Some other advances in approval of different gene therapy treatments
This groundbreaking approval comes after the European Medicines Agency gave the green light to GSK’s Strimvelis, a therapy based on autologous CD34+ cells transduced to express adenosine deaminase (ADA) to treat severe combined immunodeficiency due to ADA deficiency (an inherited disorder that damages the immune system and causes severe combined immunodeficiency), and it joins other recent advances that confirm the healthy state of genetic treatments. Notable examples include reconstruction of the skin of child with junctional epidermolysis bullosa by Italian scientists at the University of Modena using the patient’s keratocytes, genetically modified and grown in the laboratory, and two recent studies published in the NEJM: one conducted in children with adrenoleukodystrophy, also using genetically modified autologous cells, halted disease progression, while another carried out on spinal muscular atrophy type 1 (which also shows the efficacy of a new type of viral vector) has prolonged survival and quality of life in children with this fatal disease.

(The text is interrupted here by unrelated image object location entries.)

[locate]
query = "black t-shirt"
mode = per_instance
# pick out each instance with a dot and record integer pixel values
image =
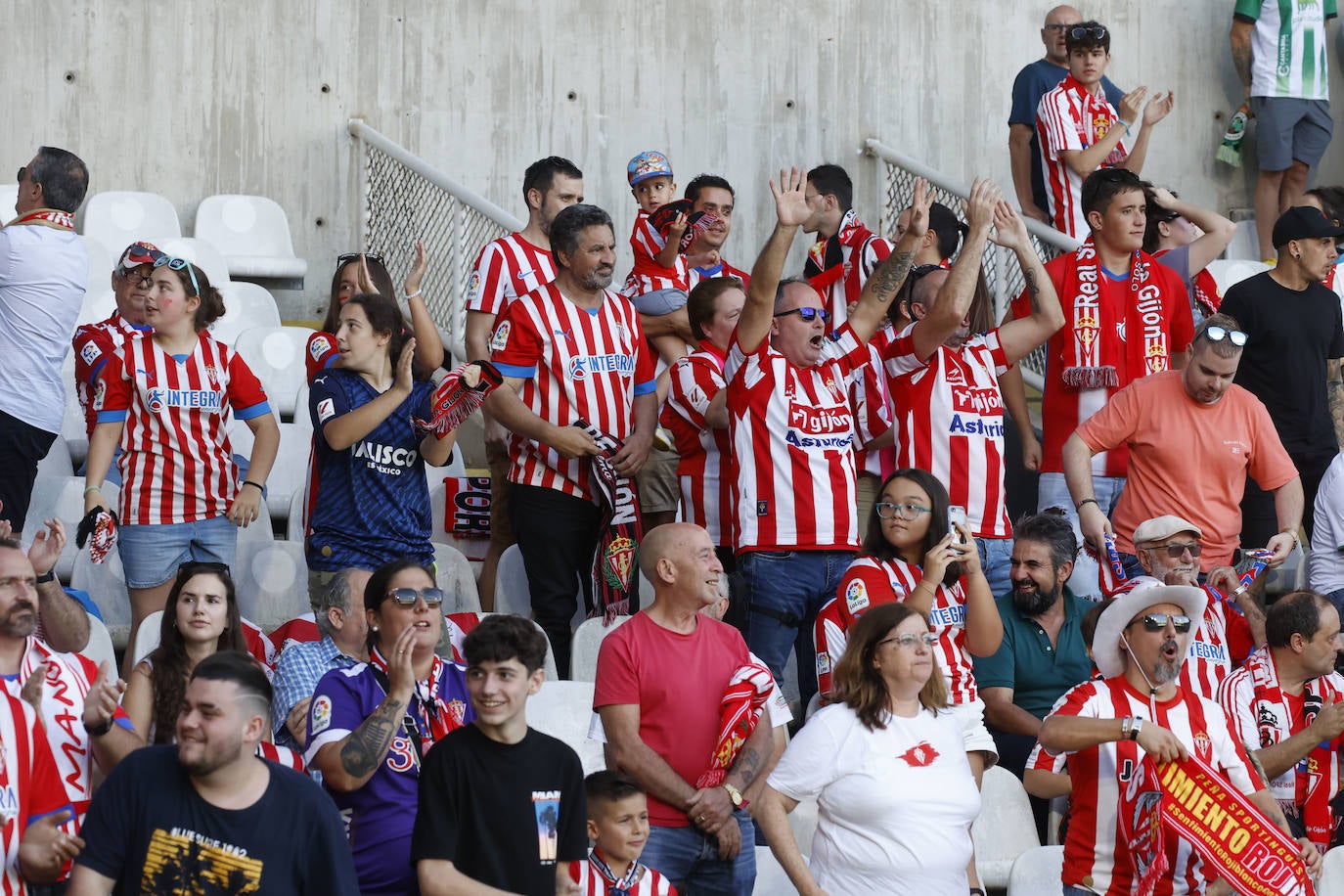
(504, 814)
(1290, 336)
(151, 831)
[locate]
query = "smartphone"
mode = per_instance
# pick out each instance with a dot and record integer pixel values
(956, 516)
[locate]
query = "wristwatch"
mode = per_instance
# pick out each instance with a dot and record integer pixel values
(736, 795)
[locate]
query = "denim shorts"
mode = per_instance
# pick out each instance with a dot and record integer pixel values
(151, 554)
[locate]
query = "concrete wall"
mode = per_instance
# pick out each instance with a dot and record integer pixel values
(193, 98)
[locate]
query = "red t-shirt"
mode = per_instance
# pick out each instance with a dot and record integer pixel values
(678, 681)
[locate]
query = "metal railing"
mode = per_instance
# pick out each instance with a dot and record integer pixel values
(1002, 270)
(403, 199)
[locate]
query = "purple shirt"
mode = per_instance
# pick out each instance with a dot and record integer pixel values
(381, 814)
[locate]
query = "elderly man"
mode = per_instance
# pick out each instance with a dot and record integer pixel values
(1106, 729)
(1042, 654)
(573, 351)
(1222, 426)
(343, 626)
(208, 808)
(43, 274)
(1286, 704)
(660, 684)
(1168, 548)
(791, 432)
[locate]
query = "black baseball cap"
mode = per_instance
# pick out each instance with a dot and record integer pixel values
(1304, 222)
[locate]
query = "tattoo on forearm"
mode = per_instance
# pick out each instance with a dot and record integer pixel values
(369, 743)
(888, 276)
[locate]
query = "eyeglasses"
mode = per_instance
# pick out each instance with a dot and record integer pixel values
(908, 640)
(1157, 621)
(905, 511)
(1218, 334)
(179, 263)
(408, 597)
(1175, 551)
(354, 256)
(808, 313)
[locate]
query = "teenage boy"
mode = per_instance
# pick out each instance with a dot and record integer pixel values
(1080, 130)
(488, 787)
(618, 827)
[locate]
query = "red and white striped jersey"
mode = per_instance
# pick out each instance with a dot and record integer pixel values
(870, 582)
(574, 364)
(592, 882)
(872, 405)
(176, 463)
(648, 276)
(1070, 118)
(29, 784)
(94, 344)
(1095, 850)
(951, 422)
(704, 500)
(506, 269)
(1208, 658)
(791, 432)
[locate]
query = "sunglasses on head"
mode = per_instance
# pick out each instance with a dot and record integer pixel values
(180, 263)
(808, 313)
(408, 597)
(1157, 621)
(1218, 334)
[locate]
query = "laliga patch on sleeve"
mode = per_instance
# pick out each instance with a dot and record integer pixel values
(856, 597)
(322, 718)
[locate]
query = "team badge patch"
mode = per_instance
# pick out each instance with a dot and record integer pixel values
(856, 597)
(322, 715)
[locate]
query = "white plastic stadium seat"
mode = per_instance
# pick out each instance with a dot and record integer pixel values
(563, 709)
(1038, 871)
(1006, 827)
(276, 355)
(117, 219)
(272, 580)
(201, 254)
(588, 641)
(456, 579)
(147, 637)
(252, 234)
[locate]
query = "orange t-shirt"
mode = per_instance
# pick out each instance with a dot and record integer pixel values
(1188, 458)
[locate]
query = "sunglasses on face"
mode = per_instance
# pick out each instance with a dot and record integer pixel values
(1219, 334)
(179, 263)
(904, 511)
(408, 597)
(808, 315)
(1157, 622)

Indeed, that new vector, adeno-associated virus serotype 9 (AAV9), which has the ability to cross the blood-brain barrier, is being used in a trial in patients with Sanfilippo A syndrome in the United States and Australia, with the participation of Hospital Clínico de Santiago de Compostela in Spain as the only European site. To all this, we must add the remission achieved with gene therapy in hemophilia B, and the promising results for type A, which have just been announced at the American Society of Hematology conference, to cite some other studies.
We all know the difficulties that gene therapy has had for clinical use, such that a moratorium on its use was even requested. However, it subsequently began to be used in clinical medicine, which is corroborated in the news discussed here.